Hey Cliff did you do a write up about the trip on da Riva?


----------



## tschmidty (Sep 25, 2008)

Yeah, even on my old 16 foot sailboat i only got about 2.5 knots max out of the trolling motor and if there was any sort of wind it wasn't going anywhere. The biggest problem is going to be side winds. You won't have any kind of maneuvering power so will get blown sideways super easy. If there was no wind it will slowly move you around but then again its a sailboat so why would you be out at that point.

BTW, saw this on craigslist near you.

http://chattanooga.craigslist.org/boa/5592008045.html


----------



## caberg (Jul 26, 2012)

I would focus on getting the Evinrude going. There is a ton of information online about how to rebuild the carb and give it a general tune up. That's all it takes to get most 2 strokes of that era going. My Dad inherited a 1960s era Evinrude 5 hp when I was a kid and still uses it today. They are pretty much bullet proof.


----------



## Aaron42 (Jun 20, 2014)

I have this setup on a hunter 23. If I have more than about 10 kt of cross or headwind then it's useless. But if there's 10 kt of wind then you should be sailing... right? I'm looking at getting an outboard.


----------



## tschmidty (Sep 25, 2008)

Yeah, second the rebuild of the evinrude you have. Pretty easy to do.


----------



## Bradhamlet (Nov 8, 2002)

In a pinch I have used the Minn-kota to get in and out of our marina, (Lancer 36 apx 11,500 lbs.)
Once had to use it to go 2 miles in a flat sea. I would not expect it to do much of anything with a swell running, but for flat water it worked well. my .02 worth
Brad 
Lancer 36


----------



## Zarathu (May 26, 2014)

As I said in another post last fall... I have a walker bay RID with a 55 lb thrust Newport on it. My mooring is 950 feet from the dock. With a 10 knot wind against me and 1 foot seas, I had to run the Newport at flat out and in the 950 feet I drained about 30% out of a 75 AH gel battery to do about 1.5 knots. Unless I was running Wide Open, it wouldn't move.

On the way back to the dock, I used my Torqeedo 1003L. I chugged along at 3 knots in the same conditions in my 1200 lb +500 people & gear, West Wight Potter 19, pulling the dinghy too, and used maybe 2% of the battery. 

Unless the sea is glass, I can't imagine how the trolling more would work for you very well.


----------



## PitApe (Feb 28, 2015)

JimsCAL said:


> Note you will not get anything like 110AH at that amp load.
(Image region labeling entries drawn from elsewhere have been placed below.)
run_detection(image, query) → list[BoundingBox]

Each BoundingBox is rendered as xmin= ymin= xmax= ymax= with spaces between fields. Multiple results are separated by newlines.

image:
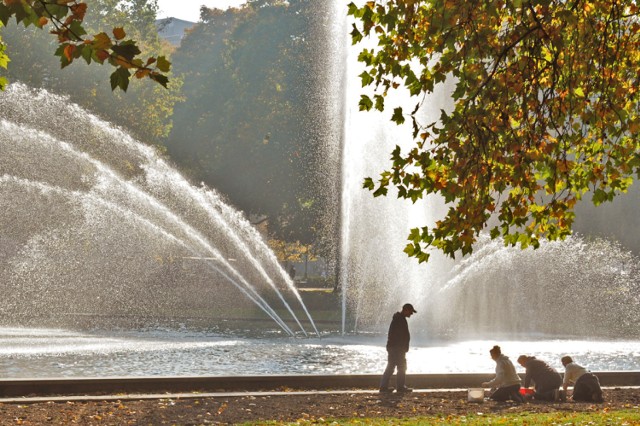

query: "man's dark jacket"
xmin=387 ymin=312 xmax=411 ymax=352
xmin=524 ymin=357 xmax=562 ymax=392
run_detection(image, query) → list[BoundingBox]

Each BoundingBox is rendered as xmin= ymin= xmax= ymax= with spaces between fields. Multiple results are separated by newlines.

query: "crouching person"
xmin=518 ymin=355 xmax=564 ymax=401
xmin=560 ymin=356 xmax=604 ymax=402
xmin=482 ymin=345 xmax=524 ymax=402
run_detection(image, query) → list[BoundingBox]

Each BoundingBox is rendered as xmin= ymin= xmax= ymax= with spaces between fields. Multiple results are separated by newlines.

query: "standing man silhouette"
xmin=380 ymin=303 xmax=416 ymax=392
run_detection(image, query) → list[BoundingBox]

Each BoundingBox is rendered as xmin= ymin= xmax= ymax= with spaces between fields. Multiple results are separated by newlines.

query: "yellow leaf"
xmin=113 ymin=27 xmax=127 ymax=40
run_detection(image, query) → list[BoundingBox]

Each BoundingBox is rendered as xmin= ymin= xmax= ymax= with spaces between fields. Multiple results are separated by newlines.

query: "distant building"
xmin=156 ymin=18 xmax=196 ymax=46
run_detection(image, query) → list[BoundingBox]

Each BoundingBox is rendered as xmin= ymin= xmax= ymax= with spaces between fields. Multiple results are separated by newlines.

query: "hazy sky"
xmin=158 ymin=0 xmax=246 ymax=22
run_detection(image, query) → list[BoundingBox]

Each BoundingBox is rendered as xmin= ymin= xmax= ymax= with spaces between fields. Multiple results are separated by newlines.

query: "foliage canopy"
xmin=0 ymin=0 xmax=171 ymax=91
xmin=349 ymin=0 xmax=640 ymax=262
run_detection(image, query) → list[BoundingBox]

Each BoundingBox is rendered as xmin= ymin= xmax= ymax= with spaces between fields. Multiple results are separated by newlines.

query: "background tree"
xmin=167 ymin=0 xmax=325 ymax=250
xmin=3 ymin=0 xmax=182 ymax=144
xmin=349 ymin=0 xmax=640 ymax=262
xmin=0 ymin=0 xmax=170 ymax=91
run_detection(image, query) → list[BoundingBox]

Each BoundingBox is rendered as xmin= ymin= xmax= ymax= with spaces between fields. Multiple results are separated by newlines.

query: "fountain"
xmin=0 ymin=2 xmax=640 ymax=378
xmin=0 ymin=84 xmax=318 ymax=335
xmin=336 ymin=0 xmax=640 ymax=347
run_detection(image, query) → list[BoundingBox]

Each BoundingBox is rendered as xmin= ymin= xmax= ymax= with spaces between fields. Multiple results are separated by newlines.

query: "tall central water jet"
xmin=0 ymin=85 xmax=317 ymax=334
xmin=335 ymin=0 xmax=640 ymax=339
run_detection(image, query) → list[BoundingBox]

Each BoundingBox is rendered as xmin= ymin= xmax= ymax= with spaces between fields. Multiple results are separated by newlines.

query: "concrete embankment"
xmin=0 ymin=371 xmax=640 ymax=398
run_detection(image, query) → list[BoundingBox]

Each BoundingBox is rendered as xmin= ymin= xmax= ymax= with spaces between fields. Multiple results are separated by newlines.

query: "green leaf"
xmin=0 ymin=3 xmax=12 ymax=26
xmin=359 ymin=71 xmax=373 ymax=87
xmin=111 ymin=67 xmax=131 ymax=92
xmin=157 ymin=56 xmax=171 ymax=72
xmin=391 ymin=107 xmax=404 ymax=124
xmin=362 ymin=178 xmax=375 ymax=191
xmin=358 ymin=95 xmax=373 ymax=111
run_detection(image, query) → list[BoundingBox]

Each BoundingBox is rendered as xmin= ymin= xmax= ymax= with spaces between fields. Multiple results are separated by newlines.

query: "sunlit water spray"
xmin=334 ymin=2 xmax=640 ymax=342
xmin=0 ymin=85 xmax=318 ymax=335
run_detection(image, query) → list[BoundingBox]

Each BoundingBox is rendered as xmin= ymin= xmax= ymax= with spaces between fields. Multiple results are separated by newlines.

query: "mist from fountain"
xmin=0 ymin=84 xmax=318 ymax=335
xmin=335 ymin=2 xmax=640 ymax=342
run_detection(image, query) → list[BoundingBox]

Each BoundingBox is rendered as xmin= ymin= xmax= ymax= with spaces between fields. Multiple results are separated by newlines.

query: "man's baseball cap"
xmin=402 ymin=303 xmax=418 ymax=314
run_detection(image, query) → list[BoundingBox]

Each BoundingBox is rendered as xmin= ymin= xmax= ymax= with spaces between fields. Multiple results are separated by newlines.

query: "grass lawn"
xmin=247 ymin=408 xmax=640 ymax=426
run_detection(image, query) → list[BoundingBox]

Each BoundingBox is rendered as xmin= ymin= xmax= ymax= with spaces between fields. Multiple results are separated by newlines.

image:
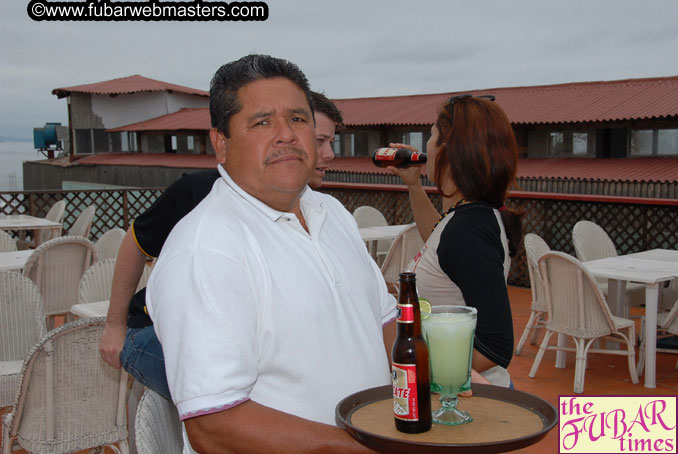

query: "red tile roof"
xmin=334 ymin=76 xmax=678 ymax=126
xmin=102 ymin=76 xmax=678 ymax=131
xmin=52 ymin=74 xmax=209 ymax=98
xmin=108 ymin=108 xmax=210 ymax=132
xmin=77 ymin=153 xmax=217 ymax=169
xmin=70 ymin=153 xmax=678 ymax=182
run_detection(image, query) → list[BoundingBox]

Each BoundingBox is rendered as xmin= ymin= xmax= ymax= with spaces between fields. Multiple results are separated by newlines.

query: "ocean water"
xmin=0 ymin=142 xmax=45 ymax=191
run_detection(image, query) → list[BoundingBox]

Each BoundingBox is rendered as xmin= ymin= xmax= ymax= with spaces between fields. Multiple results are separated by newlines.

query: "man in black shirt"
xmin=99 ymin=92 xmax=343 ymax=399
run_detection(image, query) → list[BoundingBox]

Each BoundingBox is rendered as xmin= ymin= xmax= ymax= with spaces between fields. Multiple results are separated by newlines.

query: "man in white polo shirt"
xmin=147 ymin=55 xmax=395 ymax=454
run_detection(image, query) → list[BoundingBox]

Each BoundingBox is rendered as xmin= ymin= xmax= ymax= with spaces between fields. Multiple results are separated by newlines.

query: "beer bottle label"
xmin=396 ymin=304 xmax=414 ymax=323
xmin=391 ymin=363 xmax=419 ymax=421
xmin=374 ymin=148 xmax=398 ymax=161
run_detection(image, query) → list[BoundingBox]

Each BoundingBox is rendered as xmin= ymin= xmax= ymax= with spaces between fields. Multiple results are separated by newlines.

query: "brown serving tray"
xmin=335 ymin=384 xmax=558 ymax=454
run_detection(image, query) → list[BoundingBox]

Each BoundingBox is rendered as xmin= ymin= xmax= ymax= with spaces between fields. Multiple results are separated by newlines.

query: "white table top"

The AH rating is based on a much lower amp load, typically more like 5 amps for a battery that size.


True. The Ah rating for a deep-cycle battery is usually "20 hour" rating, or what the capacity would be if the current was scaled such that it takes 20 hours to drain the battery to its "minimum voltage" (10.5V, IIRC; which you never want to get anywhere near, unless you enjoy buying new batteries all the time). With the sort of currents a trolling motor is likely to draw you're probably looking at something like half to two-thirds of that. So, a conservative estimate would be to take the Ah rating and divide by 4 (2 for that higher draw, and 2 to keep the charge state above 50%) and THEN divide by the max current draw of your trolling motor.


----------



## clifgray (May 2, 2016)

deniseO30 said:


> Hey Cliff did you do a write up about the trip on da Riva?


Not yet but I'd be happy to share all the things I learned! Best place to put the write-up?


----------



## sharkbait (Jun 3, 2003)

A used 5hp gas motor wont cost much. I went from SF Bay to Puerto Vallarta and back with an 8hp honda. 
E27


----------



## deniseO30 (Nov 27, 2006)

clifgray said:


> Not yet but I'd be happy to share all the things I learned! Best place to put the write-up?


general interest would be my guess


----------



## Zarathu (May 26, 2014)

sharkbait said:


> A used 5hp gas motor wont cost much. I went from SF Bay to Puerto Vallarta and back with an 8hp honda.
> E27


6hp Extended length Tohatsu is about $1700 give or take. Gets about 24 MPG on my small 19 foot sailboat, pushing about 4 knots. into moderate wind and waves. Much better when calm.


----------